Bereits im Juli 2025 gab die Stadt in einer Pressemitteilung bekannt, dass sie das Gebäude gekauft hat, das sich in unmittelbarer Nähe zum Rathaus befindet. Seitdem laufen die Bauarbeiten. Das Gebäude wird im Bestand nachhaltig saniert. Unter anderem bleibt der Stahlbetonkern bestehen. Und die Fassade wird aus Holz bestehen. Auch ein Anschluss an das Fernwärme- und Fernkältenetz ist geplant.
Nächster Schritt:
die neue Außenhülle
„Als Nächstes wird die neue Außenhülle angebracht, bevor mit dem Innenausbau begonnen werden kann“, sagt Christian Baab, Pressesprecher der Stadt Rosenheim, auf OVB-Anfrage. Aktuell stehe einem Umzug im Herbst 2027 nichts mehr im Wege.
In dem neuen Gebäude an der Rathausstraße sollen das Jugendamt, das Schul- und Sportamt sowie die Leitung des Kita-Amts untergebracht werden. Sie alle befinden sich derzeit in den Gebäuden in der Reichenbachstraße 8 und 6. „Das ist aber stark sanierungsbedürftig“, sagt Baab. Um eine Sanierung im laufenden Betrieb zu vermeiden, werden die jetzigen Nutzer ihm zufolge zumindest teilweise in das neue Gebäude umziehen. „Zusätzlich können angemietete Büros in der Reichenbachstraße 6 wieder gekündigt und so Mietkosten gespart werden“, fügt Baab hinzu.
Das Konzept sieht außerdem mehr Sozialräume für die Mitarbeiter und mehr Infostellen für Besucher vor. Zusätzlich steht die Barrierefreiheit im Fokus und auch ein Sicherheitskonzept wird baulich integriert. Die Stadt Rosenheim bezieht die Räumlichkeiten vom Erdgeschoss bis in den dritten Stock. Zusätzlich entsteht für die Sparkassenstiftungen ein viertes Obergeschoss, das sich im Besitz der Sparkasse Rosenheim-Bad Aibling befindet. Stadt und Sparkasse bilden eine Eigentumsgemeinschaft.
Die Sparkasse hatte die Immobilie bereits im Jahr 1998 erworben. Im Erdgeschoss gab es ein Schulungszentrum für Mitarbeiter, im ersten Obergeschoss eine Veranstaltungsfläche. Im obersten Geschoss hatte die Sparkassenstiftung Zukunft ihren Sitz. Alle anderen Büroflächen wurden extern an langjährige Partner vermietet, darunter Ärzte, Rechtsanwälte und ein Notariat.
Dass die Sparkasse das Gebäude nach 28 Jahren abgab, hatte mehrere Gründe. „Aufgrund der auslaufenden brandschutzrechtlichen Erlaubnis durfte das gesamte Gebäude ab Mitte 2025 nicht mehr genutzt werden“, teilt eine Sprecherin der Sparkasse auf OVB-Anfrage mit. Aufgrund dessen sei der Bau des Mitarbeiter-Schulungszentrums in Bad Aibling frühzeitig geplant und die Verlagerung im vergangenen Jahr realisiert worden.

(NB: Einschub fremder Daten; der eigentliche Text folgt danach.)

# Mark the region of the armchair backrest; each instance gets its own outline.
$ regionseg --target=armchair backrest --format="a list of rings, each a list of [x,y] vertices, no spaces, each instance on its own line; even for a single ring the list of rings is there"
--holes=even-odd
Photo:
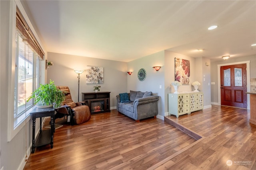
[[[65,104],[70,103],[73,102],[71,95],[70,94],[70,91],[69,90],[68,87],[67,86],[56,86],[58,88],[62,91],[65,91],[68,93],[65,94],[66,99],[62,102],[62,105],[65,105]]]

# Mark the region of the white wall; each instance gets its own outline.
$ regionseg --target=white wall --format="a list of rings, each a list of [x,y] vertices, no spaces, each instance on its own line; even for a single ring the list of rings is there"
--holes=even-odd
[[[211,96],[212,102],[218,103],[218,65],[240,62],[244,61],[250,61],[250,78],[256,78],[256,55],[245,56],[244,57],[233,58],[230,57],[228,60],[222,60],[211,62],[211,81],[215,82],[215,85],[212,85],[211,88]],[[250,84],[250,82],[247,82]],[[249,102],[248,101],[247,102]]]
[[[126,92],[128,75],[126,63],[54,53],[48,53],[48,60],[54,65],[47,69],[47,82],[51,79],[56,86],[68,86],[75,102],[78,100],[78,78],[74,69],[85,70],[80,74],[80,102],[82,101],[81,93],[93,92],[93,86],[96,85],[86,83],[87,66],[103,67],[104,83],[98,84],[101,87],[100,92],[111,92],[110,107],[116,106],[116,95]]]
[[[0,1],[0,168],[4,170],[23,169],[26,163],[25,159],[28,158],[26,157],[26,152],[29,156],[32,142],[32,121],[31,119],[25,125],[22,127],[21,130],[10,141],[7,142],[9,125],[8,119],[9,111],[7,106],[8,98],[10,97],[8,94],[8,87],[10,86],[8,84],[8,75],[9,70],[11,70],[9,68],[10,66],[9,58],[11,57],[9,49],[9,35],[10,31],[12,31],[10,30],[10,25],[11,25],[10,23],[14,22],[16,23],[16,21],[10,20],[10,13],[12,11],[10,8],[14,8],[13,5],[14,6],[14,8],[16,9],[16,2],[18,3],[19,2]],[[21,6],[20,4],[18,4],[18,6],[19,7]],[[44,73],[42,74],[43,77],[44,77]],[[11,112],[12,111],[13,111]],[[36,133],[38,132],[39,128],[38,122],[39,118],[37,119],[36,124]],[[26,131],[26,138],[25,137]]]
[[[152,67],[162,66],[156,71]],[[160,96],[158,101],[158,118],[163,119],[164,111],[164,51],[134,60],[128,63],[128,71],[132,71],[127,78],[127,92],[130,90],[152,92]],[[138,78],[138,72],[142,68],[145,69],[146,76],[140,81]],[[126,73],[127,74],[127,73]],[[162,86],[162,89],[160,86]],[[160,116],[161,117],[159,117]]]
[[[205,62],[210,62],[207,59],[204,57],[194,58],[183,55],[180,54],[174,53],[172,51],[165,51],[165,70],[164,74],[165,79],[165,104],[164,110],[166,115],[168,112],[168,94],[173,93],[174,90],[173,86],[171,84],[172,82],[175,80],[174,76],[174,59],[175,58],[184,59],[189,60],[190,64],[190,83],[188,84],[182,84],[180,86],[178,89],[179,92],[191,92],[194,90],[194,86],[191,84],[195,81],[198,81],[201,83],[201,85],[198,88],[200,91],[204,92],[204,108],[211,107],[210,105],[210,86],[208,86],[208,81],[210,81],[209,66],[205,66]],[[203,74],[202,73],[203,71]],[[204,82],[203,75],[206,76],[206,81]],[[206,85],[207,85],[207,86]]]

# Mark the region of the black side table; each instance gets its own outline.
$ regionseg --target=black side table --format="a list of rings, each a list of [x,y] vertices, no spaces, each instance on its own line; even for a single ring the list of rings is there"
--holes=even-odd
[[[54,109],[53,107],[47,108],[35,108],[30,114],[32,115],[33,131],[32,137],[32,153],[35,152],[35,148],[47,144],[51,144],[51,148],[53,147],[53,134],[55,131]],[[51,117],[50,129],[42,130],[42,118]],[[40,132],[36,140],[35,140],[36,119],[40,118]]]

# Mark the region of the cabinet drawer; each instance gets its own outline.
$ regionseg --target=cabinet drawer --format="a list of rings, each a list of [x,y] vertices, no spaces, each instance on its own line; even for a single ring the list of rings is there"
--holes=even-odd
[[[184,108],[189,107],[190,105],[189,102],[184,104]]]
[[[184,94],[184,99],[189,99],[189,94]]]

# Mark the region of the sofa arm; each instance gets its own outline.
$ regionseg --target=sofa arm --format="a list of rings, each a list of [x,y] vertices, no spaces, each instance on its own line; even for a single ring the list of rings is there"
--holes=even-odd
[[[151,96],[146,97],[143,98],[139,98],[138,99],[135,99],[134,101],[134,103],[138,102],[141,102],[148,101],[149,103],[154,102],[156,101],[158,101],[159,96]]]
[[[118,94],[116,95],[116,103],[119,103],[120,102],[120,96]]]

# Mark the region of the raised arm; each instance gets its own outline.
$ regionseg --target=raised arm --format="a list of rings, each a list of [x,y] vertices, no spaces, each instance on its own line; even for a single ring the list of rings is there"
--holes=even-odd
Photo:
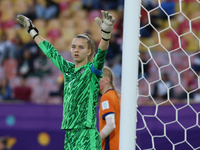
[[[37,45],[39,45],[42,41],[45,41],[45,39],[39,35],[39,31],[29,18],[23,15],[17,15],[17,21],[26,28],[27,32],[35,40]]]
[[[101,41],[99,44],[99,48],[101,50],[107,50],[109,46],[109,39],[111,37],[111,31],[115,22],[115,18],[109,14],[107,11],[101,11],[102,18],[101,20],[99,17],[95,18],[96,23],[101,28]]]
[[[69,68],[74,67],[74,64],[66,61],[57,50],[39,35],[39,31],[33,25],[32,21],[23,15],[17,15],[17,21],[22,24],[30,36],[35,40],[44,54],[50,58],[53,64],[63,73],[67,72]]]

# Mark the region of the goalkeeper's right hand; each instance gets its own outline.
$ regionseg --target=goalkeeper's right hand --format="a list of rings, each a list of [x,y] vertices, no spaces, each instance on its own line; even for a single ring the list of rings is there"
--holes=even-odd
[[[23,15],[17,15],[17,21],[22,24],[28,33],[31,35],[31,37],[34,39],[37,35],[39,35],[39,31],[37,28],[33,25],[32,21],[23,16]]]

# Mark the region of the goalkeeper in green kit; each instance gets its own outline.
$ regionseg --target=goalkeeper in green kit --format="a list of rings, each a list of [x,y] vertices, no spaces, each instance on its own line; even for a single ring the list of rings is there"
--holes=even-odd
[[[39,35],[32,21],[18,15],[22,24],[44,54],[63,73],[63,120],[61,129],[65,133],[65,150],[100,150],[101,138],[96,129],[96,104],[102,68],[109,46],[109,39],[115,18],[107,11],[101,11],[102,20],[95,21],[102,31],[98,52],[94,57],[95,43],[88,34],[77,35],[71,44],[74,63],[65,60],[57,50]]]

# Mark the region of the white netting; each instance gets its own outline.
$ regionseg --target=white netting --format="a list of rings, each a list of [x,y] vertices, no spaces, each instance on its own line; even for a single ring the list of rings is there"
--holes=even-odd
[[[141,3],[138,150],[200,150],[199,3]]]

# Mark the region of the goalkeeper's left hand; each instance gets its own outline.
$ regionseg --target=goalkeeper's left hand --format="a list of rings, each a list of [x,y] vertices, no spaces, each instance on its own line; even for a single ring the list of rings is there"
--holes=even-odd
[[[17,15],[17,21],[23,25],[31,37],[34,39],[37,35],[39,35],[39,31],[33,25],[32,21],[24,15]]]
[[[102,13],[103,21],[99,17],[96,17],[95,21],[101,28],[102,39],[104,39],[105,41],[108,41],[111,37],[111,31],[115,22],[115,18],[111,14],[109,14],[107,11],[102,10],[101,13]]]

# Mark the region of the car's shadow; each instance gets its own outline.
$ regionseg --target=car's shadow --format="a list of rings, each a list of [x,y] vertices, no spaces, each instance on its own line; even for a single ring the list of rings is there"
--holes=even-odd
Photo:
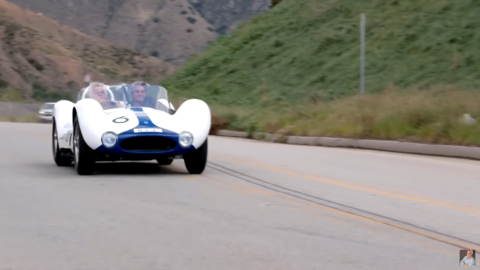
[[[188,171],[182,168],[183,164],[158,165],[153,162],[98,162],[95,164],[94,175],[152,175],[152,174],[168,174],[168,175],[186,175]]]

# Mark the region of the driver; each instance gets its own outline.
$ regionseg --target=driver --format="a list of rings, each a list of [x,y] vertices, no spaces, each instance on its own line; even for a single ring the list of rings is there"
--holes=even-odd
[[[100,105],[102,105],[104,110],[122,108],[121,104],[117,104],[115,101],[108,100],[107,90],[105,89],[106,85],[104,85],[103,83],[92,83],[89,88],[90,91],[88,93],[88,96],[98,101]]]
[[[148,84],[142,81],[132,83],[130,95],[132,96],[133,107],[155,108],[155,102],[150,97],[147,97],[147,87]]]

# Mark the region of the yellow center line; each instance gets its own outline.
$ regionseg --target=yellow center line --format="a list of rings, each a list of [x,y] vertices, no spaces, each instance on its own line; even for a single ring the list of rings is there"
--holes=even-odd
[[[430,201],[430,200],[426,200],[426,199],[413,198],[413,197],[409,197],[409,196],[404,196],[404,195],[398,195],[398,194],[394,194],[394,193],[379,191],[379,190],[375,190],[375,189],[371,189],[371,188],[363,188],[363,187],[354,186],[354,185],[350,185],[350,184],[345,184],[345,183],[341,183],[341,182],[336,182],[336,181],[332,181],[332,180],[326,180],[326,179],[321,179],[321,178],[317,178],[317,177],[302,175],[302,174],[299,174],[299,173],[294,173],[294,172],[290,172],[290,171],[286,171],[286,170],[280,170],[280,169],[272,168],[272,167],[269,167],[269,166],[260,165],[258,163],[241,161],[241,160],[232,159],[232,158],[228,158],[228,159],[231,160],[231,161],[237,162],[237,163],[243,163],[243,164],[246,164],[246,165],[254,166],[254,167],[257,167],[257,168],[262,168],[262,169],[269,170],[269,171],[274,171],[274,172],[278,172],[278,173],[282,173],[282,174],[288,174],[288,175],[291,175],[291,176],[298,176],[298,177],[302,177],[304,179],[313,180],[313,181],[322,182],[322,183],[327,183],[327,184],[336,185],[336,186],[340,186],[340,187],[345,187],[345,188],[349,188],[349,189],[366,191],[366,192],[370,192],[370,193],[374,193],[374,194],[379,194],[379,195],[394,197],[394,198],[398,198],[398,199],[404,199],[404,200],[409,200],[409,201],[414,201],[414,202],[419,202],[419,203],[424,203],[424,204],[430,204],[430,205],[450,208],[450,209],[459,210],[459,211],[468,212],[468,213],[480,214],[480,211],[478,211],[478,210],[468,209],[468,208],[464,208],[464,207],[458,207],[458,206],[454,206],[454,205],[450,205],[450,204],[446,204],[446,203],[439,203],[439,202],[434,202],[434,201]]]
[[[372,219],[372,218],[367,218],[367,217],[363,217],[363,216],[356,215],[356,214],[350,214],[350,213],[347,213],[347,212],[344,212],[344,211],[341,211],[341,210],[332,209],[332,208],[329,208],[329,207],[326,207],[326,206],[321,206],[321,205],[318,205],[318,204],[315,204],[315,203],[312,203],[312,202],[308,202],[308,201],[303,201],[303,200],[300,200],[300,199],[297,199],[297,198],[287,197],[287,196],[284,196],[284,195],[280,195],[280,194],[276,194],[276,193],[272,193],[272,192],[267,192],[267,191],[259,190],[259,189],[252,188],[252,187],[247,187],[247,186],[244,186],[244,185],[240,185],[238,183],[234,183],[232,181],[227,181],[227,180],[219,179],[219,178],[212,177],[212,176],[208,176],[208,178],[206,176],[202,176],[202,177],[207,179],[207,180],[215,180],[215,181],[227,183],[227,184],[233,185],[235,187],[238,187],[240,189],[244,189],[247,192],[254,192],[254,193],[258,193],[258,194],[262,194],[262,195],[273,196],[273,197],[276,197],[276,198],[278,198],[282,201],[290,201],[290,202],[299,203],[299,204],[303,205],[304,207],[302,207],[302,206],[293,206],[293,207],[296,208],[296,209],[299,209],[303,212],[308,212],[310,214],[314,214],[314,215],[317,215],[317,216],[328,217],[328,218],[334,219],[336,221],[342,221],[342,222],[350,224],[350,225],[351,225],[351,223],[348,220],[344,220],[344,219],[341,219],[340,217],[336,217],[336,216],[325,215],[324,213],[318,212],[318,209],[324,210],[324,211],[327,211],[327,212],[330,212],[330,213],[339,214],[340,216],[346,216],[346,217],[351,217],[351,218],[354,218],[354,219],[367,221],[369,223],[374,223],[374,224],[377,224],[377,225],[381,225],[382,227],[390,227],[390,228],[393,227],[393,228],[396,228],[396,229],[401,228],[402,230],[409,231],[409,232],[414,233],[416,235],[421,235],[421,236],[424,236],[424,237],[434,238],[434,239],[438,239],[438,240],[444,240],[444,241],[447,241],[449,243],[452,242],[448,238],[438,237],[437,235],[426,234],[426,233],[423,233],[421,231],[404,228],[402,226],[392,226],[392,225],[389,225],[389,224],[379,222],[379,221],[377,221],[375,219]],[[229,190],[231,190],[231,189],[229,189]],[[243,192],[238,192],[238,193],[243,194]],[[250,196],[250,197],[258,197],[258,196]],[[308,208],[305,208],[305,207],[313,208],[313,209],[308,209]],[[360,226],[360,224],[355,224],[355,226]],[[365,227],[365,226],[362,225],[362,227]],[[368,227],[368,228],[371,229],[370,227]],[[392,232],[387,232],[387,231],[382,231],[382,232],[387,234],[387,235],[390,235],[392,237],[395,237],[395,238],[401,238],[402,240],[408,240],[409,242],[412,242],[412,243],[420,244],[420,245],[423,245],[423,246],[426,246],[426,247],[436,248],[437,250],[440,250],[440,251],[443,251],[443,252],[448,252],[448,253],[452,253],[452,254],[455,253],[456,254],[456,252],[452,252],[449,249],[445,249],[445,248],[442,248],[442,247],[439,247],[439,246],[434,246],[432,243],[427,243],[427,242],[416,240],[416,239],[405,239],[404,237],[398,236],[398,235],[396,235]]]

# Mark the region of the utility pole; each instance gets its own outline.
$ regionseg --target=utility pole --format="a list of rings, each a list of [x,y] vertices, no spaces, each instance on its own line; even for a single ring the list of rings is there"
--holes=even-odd
[[[365,93],[365,13],[360,15],[360,93]]]

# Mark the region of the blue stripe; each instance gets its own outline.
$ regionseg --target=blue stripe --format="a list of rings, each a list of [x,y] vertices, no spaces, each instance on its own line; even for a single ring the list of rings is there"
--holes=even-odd
[[[96,150],[103,153],[108,154],[116,154],[122,156],[141,156],[141,157],[158,157],[158,156],[175,156],[175,155],[183,155],[187,152],[195,150],[195,147],[192,145],[188,148],[183,148],[180,146],[178,142],[179,134],[177,132],[173,132],[171,130],[164,129],[162,127],[156,126],[152,123],[150,117],[143,111],[143,108],[131,108],[131,110],[135,113],[138,118],[139,124],[135,128],[160,128],[162,132],[142,132],[142,133],[135,133],[133,130],[130,129],[125,132],[122,132],[118,135],[118,142],[117,145],[111,149],[105,148],[103,145],[97,148]],[[143,137],[143,136],[155,136],[155,137],[166,137],[170,138],[175,141],[177,144],[174,149],[166,150],[166,151],[159,151],[159,152],[136,152],[136,151],[126,151],[120,148],[120,144],[123,140],[132,138],[132,137]]]

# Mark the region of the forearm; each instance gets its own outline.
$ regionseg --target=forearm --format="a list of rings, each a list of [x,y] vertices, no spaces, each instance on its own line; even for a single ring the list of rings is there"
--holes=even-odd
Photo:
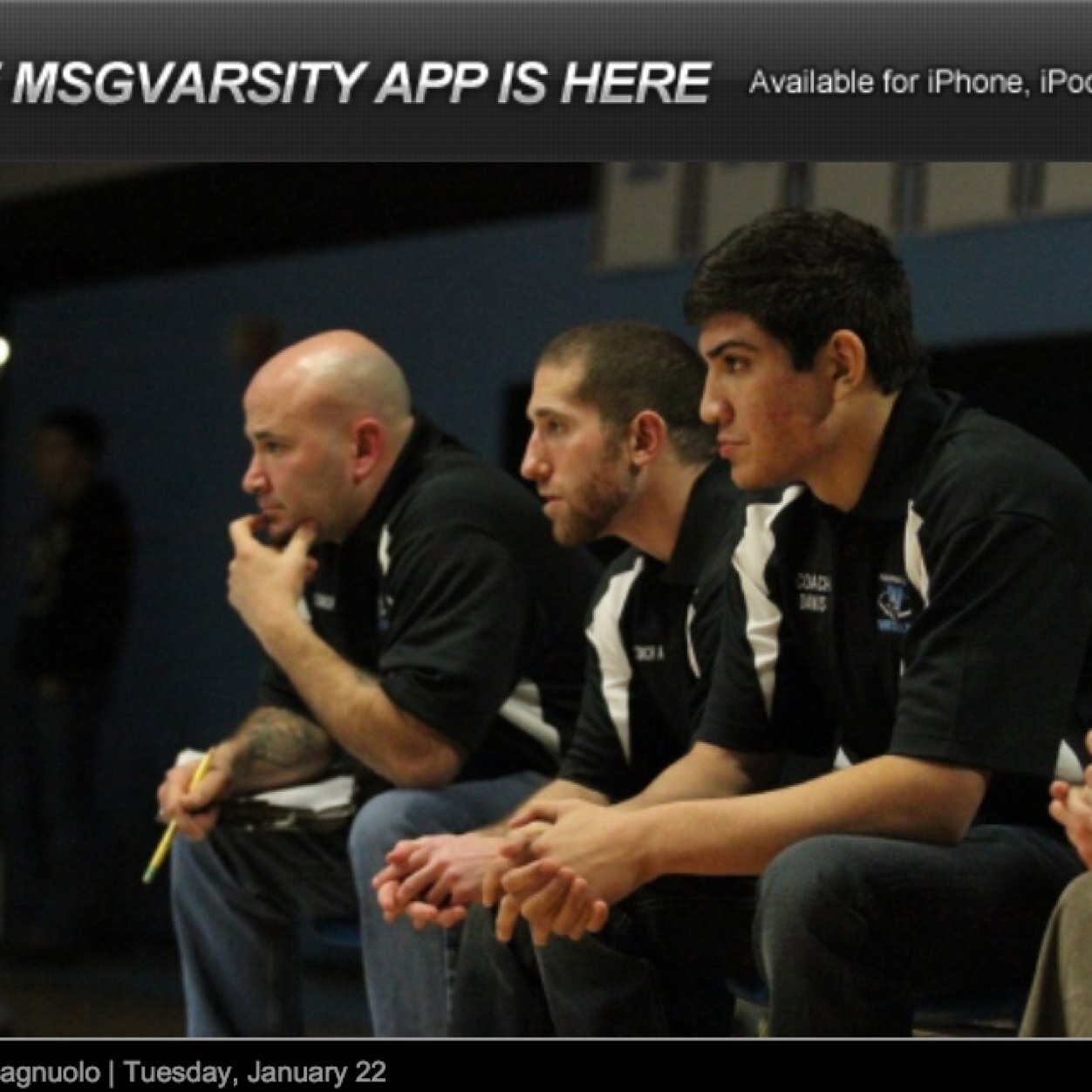
[[[330,736],[319,725],[290,710],[263,705],[216,747],[213,765],[227,778],[229,795],[240,795],[316,778],[333,755]]]
[[[780,757],[744,758],[711,744],[695,744],[637,796],[616,805],[619,811],[640,811],[676,800],[744,796],[773,784]]]
[[[459,772],[462,756],[447,737],[399,709],[373,675],[343,660],[298,616],[270,627],[262,644],[330,736],[380,776],[432,788]]]
[[[648,808],[631,817],[630,844],[645,880],[758,875],[790,845],[819,834],[952,845],[987,780],[976,770],[885,756],[785,788]]]
[[[509,832],[509,821],[518,815],[534,808],[538,804],[555,804],[558,800],[582,800],[585,804],[606,805],[610,800],[603,793],[589,788],[578,781],[566,781],[563,778],[556,778],[554,781],[543,785],[537,793],[529,796],[511,815],[505,816],[489,827],[483,828],[478,833],[501,838]]]

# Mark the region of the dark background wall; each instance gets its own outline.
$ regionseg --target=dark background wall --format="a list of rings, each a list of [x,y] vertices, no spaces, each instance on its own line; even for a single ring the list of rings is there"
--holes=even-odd
[[[2,332],[14,348],[0,376],[4,648],[36,512],[21,470],[34,419],[61,403],[98,412],[112,435],[109,471],[134,511],[135,609],[100,768],[88,771],[102,791],[106,916],[121,934],[167,928],[165,882],[140,885],[162,770],[180,747],[229,729],[253,693],[254,643],[224,596],[225,527],[248,510],[240,323],[275,321],[284,341],[333,327],[368,333],[403,364],[419,408],[498,461],[510,458],[510,391],[559,330],[640,317],[689,333],[687,266],[594,272],[586,166],[471,176],[428,165],[383,171],[371,187],[346,176],[320,212],[308,178],[318,188],[327,169],[340,168],[251,168],[218,185],[199,171],[167,199],[134,186],[82,212],[33,204],[0,216]],[[19,247],[33,251],[22,271]],[[945,380],[1083,459],[1092,218],[899,247]]]

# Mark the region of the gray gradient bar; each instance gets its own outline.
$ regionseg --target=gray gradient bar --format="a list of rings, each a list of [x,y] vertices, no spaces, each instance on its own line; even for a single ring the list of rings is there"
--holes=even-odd
[[[12,161],[1092,154],[1092,5],[1078,2],[0,0],[0,157]],[[47,102],[50,61],[68,68]],[[367,71],[340,102],[334,62],[348,73],[364,61]],[[260,62],[264,80],[253,75]],[[395,92],[377,103],[396,62],[415,93],[424,64],[440,80],[436,66],[462,63],[460,102],[449,85],[419,103]],[[501,102],[508,62],[524,66],[526,80],[513,80]],[[586,80],[595,62],[615,62],[621,100],[590,104],[580,83],[562,102],[569,67]],[[307,63],[325,66],[310,103],[301,92],[309,72],[298,68]],[[187,64],[188,83],[179,79]],[[684,64],[707,82],[680,87]],[[154,104],[138,87],[141,66],[150,86],[168,72]],[[1044,70],[1056,70],[1049,94]],[[227,84],[247,73],[236,85],[250,97],[236,103],[222,85],[217,105],[197,102],[194,81],[207,97],[216,73]],[[638,74],[698,100],[664,103],[650,86],[649,100],[627,102]],[[668,74],[674,82],[665,84]],[[135,90],[126,100],[130,75]],[[270,103],[277,87],[285,100]]]

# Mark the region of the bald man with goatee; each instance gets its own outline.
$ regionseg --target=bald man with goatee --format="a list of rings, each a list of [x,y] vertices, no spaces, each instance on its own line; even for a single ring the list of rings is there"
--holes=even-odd
[[[304,1034],[298,921],[359,917],[376,1035],[441,1035],[455,943],[382,921],[369,881],[400,839],[480,827],[556,770],[596,565],[513,478],[414,412],[349,331],[264,364],[228,598],[265,654],[258,708],[159,788],[190,1035]],[[217,824],[232,797],[349,764],[379,792],[349,829]],[[455,942],[458,938],[455,938]],[[434,951],[432,948],[436,950]]]

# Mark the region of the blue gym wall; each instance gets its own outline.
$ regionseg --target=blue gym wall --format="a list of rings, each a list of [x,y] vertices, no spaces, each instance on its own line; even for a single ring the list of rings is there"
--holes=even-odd
[[[227,607],[227,522],[249,508],[228,341],[249,316],[289,341],[361,330],[399,359],[420,410],[499,459],[506,390],[537,349],[577,322],[640,317],[686,328],[688,268],[591,272],[590,214],[451,230],[302,257],[114,282],[14,300],[8,330],[0,524],[0,641],[20,597],[35,502],[21,471],[34,419],[82,403],[111,432],[108,468],[138,534],[135,605],[100,769],[104,876],[119,930],[165,933],[164,879],[139,878],[156,830],[155,786],[182,746],[203,746],[247,711],[253,641]],[[1067,217],[904,240],[929,345],[1092,329],[1092,218]],[[1090,361],[1092,367],[1092,361]],[[1028,371],[1034,388],[1033,361]],[[1064,397],[1065,392],[1056,392]]]

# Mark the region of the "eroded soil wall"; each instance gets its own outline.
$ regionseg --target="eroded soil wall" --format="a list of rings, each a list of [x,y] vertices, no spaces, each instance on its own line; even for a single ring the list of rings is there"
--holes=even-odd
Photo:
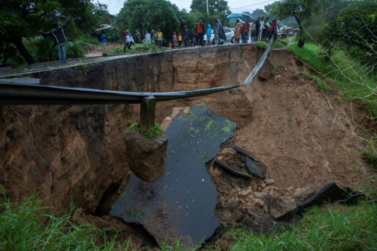
[[[28,76],[40,78],[43,85],[133,92],[187,91],[243,81],[263,52],[254,45],[177,50],[118,57]],[[333,117],[326,102],[327,99],[350,116],[350,107],[340,98],[341,92],[328,83],[334,91],[321,94],[315,81],[299,74],[305,65],[287,51],[274,51],[271,61],[266,61],[250,85],[158,103],[156,121],[161,123],[173,108],[205,102],[237,123],[229,145],[256,154],[267,165],[266,176],[274,180],[273,185],[292,191],[330,182],[360,183],[358,174],[368,168],[353,154],[365,148],[355,137],[360,132],[344,116],[333,111]],[[354,120],[362,124],[359,106],[352,108],[352,114],[358,115]],[[67,213],[71,201],[87,214],[101,211],[98,205],[121,193],[131,175],[123,131],[139,121],[139,109],[137,104],[0,106],[0,180],[7,195],[20,201],[35,189],[57,211]],[[211,174],[223,189],[219,203],[230,208],[226,203],[234,202],[244,208],[238,212],[247,212],[247,203],[239,204],[240,191],[232,182],[225,182],[218,170]],[[250,191],[262,191],[266,185],[262,183],[254,184]],[[239,220],[232,222],[253,217],[252,212],[244,212],[235,214]],[[219,213],[222,223],[229,215],[227,209],[224,212]]]
[[[262,53],[251,46],[165,52],[19,77],[101,90],[191,90],[243,81]],[[238,111],[239,118],[232,118],[245,123],[252,113],[236,96],[238,92],[159,103],[156,121],[174,107],[204,101],[223,115]],[[121,190],[131,175],[123,131],[139,121],[139,109],[137,104],[1,106],[0,179],[7,195],[19,201],[35,189],[57,211],[67,213],[72,200],[94,213],[101,198]]]

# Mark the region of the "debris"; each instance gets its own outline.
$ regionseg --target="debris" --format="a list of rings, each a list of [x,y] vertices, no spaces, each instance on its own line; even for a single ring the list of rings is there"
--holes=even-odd
[[[233,168],[229,165],[228,165],[223,162],[220,161],[218,159],[216,159],[215,162],[216,163],[216,164],[219,165],[219,166],[222,168],[224,170],[226,170],[228,172],[232,173],[232,174],[238,175],[239,176],[243,177],[244,178],[246,178],[247,179],[251,179],[252,178],[253,178],[253,176],[252,175],[249,175],[246,172],[244,172],[241,169],[239,169],[236,168]]]
[[[299,205],[295,210],[295,213],[301,213],[313,205],[320,206],[333,202],[354,205],[365,198],[365,195],[362,193],[352,190],[348,186],[341,187],[335,183],[330,183],[324,186],[317,194]]]
[[[165,132],[169,139],[163,175],[153,183],[133,175],[110,214],[142,225],[160,246],[165,240],[174,245],[175,238],[188,246],[199,245],[220,225],[214,215],[217,193],[205,162],[236,127],[204,103],[176,117]]]
[[[247,168],[247,170],[253,175],[257,178],[259,178],[263,180],[266,178],[266,176],[264,176],[258,168],[256,164],[258,162],[253,160],[248,156],[246,156],[246,163],[245,164],[246,167]]]

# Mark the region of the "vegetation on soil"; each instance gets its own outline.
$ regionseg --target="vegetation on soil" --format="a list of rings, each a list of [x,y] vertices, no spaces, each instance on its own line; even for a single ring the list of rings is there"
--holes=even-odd
[[[0,192],[3,192],[0,190]],[[107,239],[104,231],[86,223],[74,223],[71,213],[54,216],[33,194],[20,203],[7,198],[0,204],[0,249],[127,250],[130,243]]]
[[[135,130],[140,132],[144,137],[150,139],[152,139],[155,137],[158,137],[163,135],[163,131],[161,128],[161,126],[160,126],[158,123],[155,123],[155,126],[146,132],[140,128],[139,123],[134,123],[128,127],[127,129],[124,130],[124,132]]]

„Mit dieser Verlagerung verlor das Gebäude in der Rathausstraße seinen bankbetrieblichen Hauptnutzen für die Sparkasse“, fügt die Sprecherin hinzu. Auch der Bedarf für die Veranstaltungsflächen vor Ort sei schon länger nicht mehr gegeben gewesen, da für Veranstaltungen die oberen Etagen des Hochhauses genutzt werden.
Energetische Sanierung läuft auf Hochtouren
Eine Sanierung sei aber aus einem anderen Grund nicht infrage gekommen. So habe eine Machbarkeitsstudie gravierende Bau- und Bodenrisiken bestätigt. „Nach einer anschließenden Risikoabwägung hat die Sparkasse entschieden, die Sanierung des Gebäudes nicht als Eigentümer anzugehen“, teilt die Sprecherin mit. Neben den definitiv zu erwartenden baulichen Problemen kann die Sparkasse ihr zufolge so auch jene Risiken vermeiden, die sich aus der Lage der Baustelle an einer hochfrequentierten Hauptstraße sowie aus möglichen Baukostensteigerungen während der langen Planungs- und Bauphase ergeben können.
Ein Nebeneffekt: Dadurch, dass das Gebäude an der Rathausstraße verkauft wurde, können die Immobilien-Mitarbeiter nun für die dringend nötige energetische Sanierung der bankbetrieblich genutzten Bürogebäude an der Kufsteiner Straße eingesetzt werden. „Diese läuft derzeit auf Hochtouren“, sagt die Sprecherin.